To give an example of what I mean, take a look at one of the most famous proofs for the sum of the natural numbers: $$ c = 1 + 2 + 3 + 4 + ... \\ 4c = 4 + 8 + 12 + 16 + ... \\ -3c = 1 - 2 + 3 - 4 + 5 - ... \\ 1 - 2 + 3 - 4 + ... = \left.\frac{1}{(1 + x)^2}\right|_{x=1} = \frac{1}{4} \\ -3c = \frac{1}{4} \\ c = -\frac{1}{12} $$

If you were considering finding a value for $c$ whilst keeping in mind convergence, you would stop immediately at the first line of that proof. Clearly, $c = \infty$, no doubt about it. Yet if we continue on with the proof, using algebraic manipulations that would seem absurd to anyone considering convergence, we end up with $c = -\frac{1}{12}$.

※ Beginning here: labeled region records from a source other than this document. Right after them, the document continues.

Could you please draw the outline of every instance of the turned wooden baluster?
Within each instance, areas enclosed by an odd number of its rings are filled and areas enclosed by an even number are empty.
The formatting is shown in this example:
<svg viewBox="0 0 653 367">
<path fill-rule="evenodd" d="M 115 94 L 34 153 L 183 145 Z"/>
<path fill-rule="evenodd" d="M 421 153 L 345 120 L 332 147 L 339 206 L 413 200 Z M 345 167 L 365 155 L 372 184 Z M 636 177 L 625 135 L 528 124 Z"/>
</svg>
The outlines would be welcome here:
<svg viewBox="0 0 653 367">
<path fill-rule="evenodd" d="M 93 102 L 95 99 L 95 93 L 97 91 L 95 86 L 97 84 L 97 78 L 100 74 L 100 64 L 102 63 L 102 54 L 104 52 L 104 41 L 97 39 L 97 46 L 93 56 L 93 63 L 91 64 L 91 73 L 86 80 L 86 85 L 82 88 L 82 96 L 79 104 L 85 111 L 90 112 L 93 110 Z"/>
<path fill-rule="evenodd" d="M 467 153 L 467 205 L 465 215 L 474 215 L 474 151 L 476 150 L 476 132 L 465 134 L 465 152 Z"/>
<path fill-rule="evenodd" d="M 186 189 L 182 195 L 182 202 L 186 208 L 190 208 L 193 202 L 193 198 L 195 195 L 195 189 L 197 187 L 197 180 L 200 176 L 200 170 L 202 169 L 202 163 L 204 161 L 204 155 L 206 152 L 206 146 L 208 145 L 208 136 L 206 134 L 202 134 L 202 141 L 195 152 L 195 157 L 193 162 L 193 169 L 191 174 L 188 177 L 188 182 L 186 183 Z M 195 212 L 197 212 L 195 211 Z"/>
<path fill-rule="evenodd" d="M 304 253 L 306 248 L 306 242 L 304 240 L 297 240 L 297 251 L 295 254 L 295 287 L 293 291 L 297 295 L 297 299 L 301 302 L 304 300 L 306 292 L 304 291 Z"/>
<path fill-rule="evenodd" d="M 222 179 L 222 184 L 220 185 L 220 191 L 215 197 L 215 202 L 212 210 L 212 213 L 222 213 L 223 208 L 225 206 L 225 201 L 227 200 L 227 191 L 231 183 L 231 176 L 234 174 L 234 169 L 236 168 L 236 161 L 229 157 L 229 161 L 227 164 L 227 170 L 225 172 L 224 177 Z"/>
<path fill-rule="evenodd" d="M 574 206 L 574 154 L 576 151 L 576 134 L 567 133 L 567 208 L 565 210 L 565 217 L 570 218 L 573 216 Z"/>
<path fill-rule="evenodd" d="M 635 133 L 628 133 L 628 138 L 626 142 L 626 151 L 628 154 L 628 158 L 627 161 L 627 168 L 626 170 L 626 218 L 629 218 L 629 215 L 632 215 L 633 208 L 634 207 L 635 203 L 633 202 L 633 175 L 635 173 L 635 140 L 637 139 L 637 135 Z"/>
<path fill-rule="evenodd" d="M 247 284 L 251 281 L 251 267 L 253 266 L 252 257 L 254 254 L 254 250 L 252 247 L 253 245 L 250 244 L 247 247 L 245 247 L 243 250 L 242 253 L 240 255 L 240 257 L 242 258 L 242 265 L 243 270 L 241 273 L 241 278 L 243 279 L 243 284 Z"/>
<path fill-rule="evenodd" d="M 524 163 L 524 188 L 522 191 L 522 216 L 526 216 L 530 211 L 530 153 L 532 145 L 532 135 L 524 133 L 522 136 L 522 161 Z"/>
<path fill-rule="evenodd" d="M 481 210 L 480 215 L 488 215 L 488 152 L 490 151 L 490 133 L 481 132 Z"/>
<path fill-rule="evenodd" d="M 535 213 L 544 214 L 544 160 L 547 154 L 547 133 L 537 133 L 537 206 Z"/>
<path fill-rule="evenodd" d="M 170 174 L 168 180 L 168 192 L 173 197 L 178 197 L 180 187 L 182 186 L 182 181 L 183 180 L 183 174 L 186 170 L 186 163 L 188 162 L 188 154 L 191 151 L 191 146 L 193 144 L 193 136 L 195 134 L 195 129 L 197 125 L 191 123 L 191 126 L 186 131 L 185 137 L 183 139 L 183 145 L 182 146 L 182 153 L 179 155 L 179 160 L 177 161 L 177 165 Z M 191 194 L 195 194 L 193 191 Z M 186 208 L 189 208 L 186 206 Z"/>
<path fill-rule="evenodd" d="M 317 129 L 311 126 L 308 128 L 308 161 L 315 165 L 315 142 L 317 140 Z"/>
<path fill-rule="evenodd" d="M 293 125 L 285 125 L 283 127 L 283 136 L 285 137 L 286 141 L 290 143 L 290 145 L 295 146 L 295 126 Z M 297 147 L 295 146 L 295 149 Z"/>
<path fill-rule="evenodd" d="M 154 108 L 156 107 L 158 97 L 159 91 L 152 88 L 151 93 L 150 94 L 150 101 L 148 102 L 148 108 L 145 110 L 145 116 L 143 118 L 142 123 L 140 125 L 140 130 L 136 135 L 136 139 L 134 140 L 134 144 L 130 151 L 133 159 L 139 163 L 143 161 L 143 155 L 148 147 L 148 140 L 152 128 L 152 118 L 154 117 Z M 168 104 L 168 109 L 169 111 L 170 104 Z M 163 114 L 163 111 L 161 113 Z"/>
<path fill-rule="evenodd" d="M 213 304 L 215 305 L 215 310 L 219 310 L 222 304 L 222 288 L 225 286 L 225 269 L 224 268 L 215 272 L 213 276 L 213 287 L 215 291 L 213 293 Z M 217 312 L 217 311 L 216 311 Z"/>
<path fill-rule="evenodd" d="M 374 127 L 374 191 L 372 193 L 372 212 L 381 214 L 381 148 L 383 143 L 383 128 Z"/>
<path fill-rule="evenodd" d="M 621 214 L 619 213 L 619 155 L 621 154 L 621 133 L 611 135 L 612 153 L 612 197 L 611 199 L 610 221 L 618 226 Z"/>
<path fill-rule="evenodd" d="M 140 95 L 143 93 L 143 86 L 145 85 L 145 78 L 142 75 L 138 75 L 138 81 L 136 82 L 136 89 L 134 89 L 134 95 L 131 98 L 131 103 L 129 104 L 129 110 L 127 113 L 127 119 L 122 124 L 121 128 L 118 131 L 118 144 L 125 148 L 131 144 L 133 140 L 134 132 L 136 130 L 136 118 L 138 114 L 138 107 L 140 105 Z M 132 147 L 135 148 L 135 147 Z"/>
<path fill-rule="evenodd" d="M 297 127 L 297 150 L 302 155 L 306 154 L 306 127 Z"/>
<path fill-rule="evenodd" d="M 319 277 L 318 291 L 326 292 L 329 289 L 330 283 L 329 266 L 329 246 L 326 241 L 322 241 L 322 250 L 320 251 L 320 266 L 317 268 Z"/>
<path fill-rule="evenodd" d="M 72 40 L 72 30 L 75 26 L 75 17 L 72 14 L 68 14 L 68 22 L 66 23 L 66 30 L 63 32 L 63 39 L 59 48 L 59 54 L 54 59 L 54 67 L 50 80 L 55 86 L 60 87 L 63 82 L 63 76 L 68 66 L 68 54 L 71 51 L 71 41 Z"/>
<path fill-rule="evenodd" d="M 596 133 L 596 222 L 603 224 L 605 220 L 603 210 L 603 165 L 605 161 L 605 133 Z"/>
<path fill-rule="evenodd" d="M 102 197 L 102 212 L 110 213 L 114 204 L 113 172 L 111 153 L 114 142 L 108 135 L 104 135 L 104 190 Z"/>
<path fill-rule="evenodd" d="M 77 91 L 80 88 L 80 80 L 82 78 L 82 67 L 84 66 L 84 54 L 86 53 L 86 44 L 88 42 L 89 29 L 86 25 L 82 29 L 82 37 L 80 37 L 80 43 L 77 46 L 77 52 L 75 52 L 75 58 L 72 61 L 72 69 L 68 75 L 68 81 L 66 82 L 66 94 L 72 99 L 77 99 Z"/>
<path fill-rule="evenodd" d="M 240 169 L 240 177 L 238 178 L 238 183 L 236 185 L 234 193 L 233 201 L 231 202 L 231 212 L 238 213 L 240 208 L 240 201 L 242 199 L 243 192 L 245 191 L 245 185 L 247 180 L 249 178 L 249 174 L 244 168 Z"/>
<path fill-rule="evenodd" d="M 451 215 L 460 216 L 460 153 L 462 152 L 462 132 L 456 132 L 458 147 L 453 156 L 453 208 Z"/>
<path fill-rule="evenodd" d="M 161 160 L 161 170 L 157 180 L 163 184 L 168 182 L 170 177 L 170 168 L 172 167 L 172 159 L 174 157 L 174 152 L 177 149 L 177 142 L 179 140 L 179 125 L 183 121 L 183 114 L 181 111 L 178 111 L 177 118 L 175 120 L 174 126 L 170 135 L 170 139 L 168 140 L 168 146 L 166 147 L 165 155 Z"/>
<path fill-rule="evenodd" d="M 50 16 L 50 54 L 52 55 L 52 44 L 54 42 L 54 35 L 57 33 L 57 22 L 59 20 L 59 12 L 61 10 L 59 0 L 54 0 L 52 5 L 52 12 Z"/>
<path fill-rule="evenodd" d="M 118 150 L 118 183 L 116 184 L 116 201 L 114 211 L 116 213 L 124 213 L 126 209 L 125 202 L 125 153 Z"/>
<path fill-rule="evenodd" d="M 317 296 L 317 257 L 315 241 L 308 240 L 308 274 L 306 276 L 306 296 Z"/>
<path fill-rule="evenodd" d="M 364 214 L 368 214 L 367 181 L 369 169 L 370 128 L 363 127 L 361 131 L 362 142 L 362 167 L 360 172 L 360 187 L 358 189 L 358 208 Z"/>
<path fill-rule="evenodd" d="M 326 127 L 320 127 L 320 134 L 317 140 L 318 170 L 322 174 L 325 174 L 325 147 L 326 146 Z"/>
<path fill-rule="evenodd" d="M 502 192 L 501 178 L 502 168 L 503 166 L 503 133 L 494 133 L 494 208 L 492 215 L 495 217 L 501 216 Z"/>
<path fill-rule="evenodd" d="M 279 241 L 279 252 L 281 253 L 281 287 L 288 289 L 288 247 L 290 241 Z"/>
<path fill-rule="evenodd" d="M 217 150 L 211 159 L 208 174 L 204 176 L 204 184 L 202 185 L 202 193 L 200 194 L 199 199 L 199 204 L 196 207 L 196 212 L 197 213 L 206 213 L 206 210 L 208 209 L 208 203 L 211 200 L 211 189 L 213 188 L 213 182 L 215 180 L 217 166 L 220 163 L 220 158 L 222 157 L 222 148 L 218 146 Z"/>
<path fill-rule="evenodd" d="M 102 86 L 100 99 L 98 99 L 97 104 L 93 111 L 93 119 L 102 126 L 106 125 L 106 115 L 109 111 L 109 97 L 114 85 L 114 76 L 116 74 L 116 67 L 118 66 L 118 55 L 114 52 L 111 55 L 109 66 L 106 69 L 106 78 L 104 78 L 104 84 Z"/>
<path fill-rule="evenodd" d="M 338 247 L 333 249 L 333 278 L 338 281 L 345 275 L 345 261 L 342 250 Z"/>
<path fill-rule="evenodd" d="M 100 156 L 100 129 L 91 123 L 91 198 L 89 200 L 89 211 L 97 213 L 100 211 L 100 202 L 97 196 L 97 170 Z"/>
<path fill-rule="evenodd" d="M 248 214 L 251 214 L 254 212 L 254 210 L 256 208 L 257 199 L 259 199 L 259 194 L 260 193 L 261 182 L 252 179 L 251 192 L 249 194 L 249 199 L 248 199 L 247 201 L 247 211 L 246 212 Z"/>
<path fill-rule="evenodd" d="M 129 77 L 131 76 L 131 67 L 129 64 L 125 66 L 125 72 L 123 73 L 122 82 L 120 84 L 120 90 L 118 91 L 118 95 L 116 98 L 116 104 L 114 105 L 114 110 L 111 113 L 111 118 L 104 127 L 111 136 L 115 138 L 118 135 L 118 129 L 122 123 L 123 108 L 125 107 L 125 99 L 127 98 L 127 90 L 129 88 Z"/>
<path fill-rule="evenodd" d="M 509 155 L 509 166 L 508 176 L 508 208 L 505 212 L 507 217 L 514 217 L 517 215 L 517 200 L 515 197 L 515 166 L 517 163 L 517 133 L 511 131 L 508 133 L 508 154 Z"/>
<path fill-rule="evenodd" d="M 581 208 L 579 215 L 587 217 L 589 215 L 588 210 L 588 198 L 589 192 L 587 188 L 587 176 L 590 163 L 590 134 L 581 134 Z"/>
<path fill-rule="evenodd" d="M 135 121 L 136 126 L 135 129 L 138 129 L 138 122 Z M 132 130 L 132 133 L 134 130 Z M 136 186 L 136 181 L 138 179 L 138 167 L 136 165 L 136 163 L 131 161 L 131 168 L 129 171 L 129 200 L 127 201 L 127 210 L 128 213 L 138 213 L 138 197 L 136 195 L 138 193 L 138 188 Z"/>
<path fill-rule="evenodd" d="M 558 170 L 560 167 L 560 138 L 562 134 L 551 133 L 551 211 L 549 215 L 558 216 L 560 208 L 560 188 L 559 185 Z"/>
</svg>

So obviously we don't mean that the sum of the natural numbers converges to $-\frac{1}{12}$, but rather we mean that if $c$ were to be some number, it would have to satisfy the given algebraic properties ($-3c = \frac{1}{4}$).

This idea of analytic continuation makes sense to me, but what doesn't make sense to me is why it can't be applied to the harmonic sum. If we completed disregarded the convergence of $\sum_{k=1}^\infty{\frac{1}{k}}$ like we did above, are there algebraic manipulations we could apply to the sum that allow us to assign a value to it? Why can't we just define $H = \sum_{k=1}^\infty{\frac{1}{k}}$ to be a number that has certain algebraic properties, like we did with the sum of the natural numbers? Can you prove that $H$ must be $\infty$ using the same process as above?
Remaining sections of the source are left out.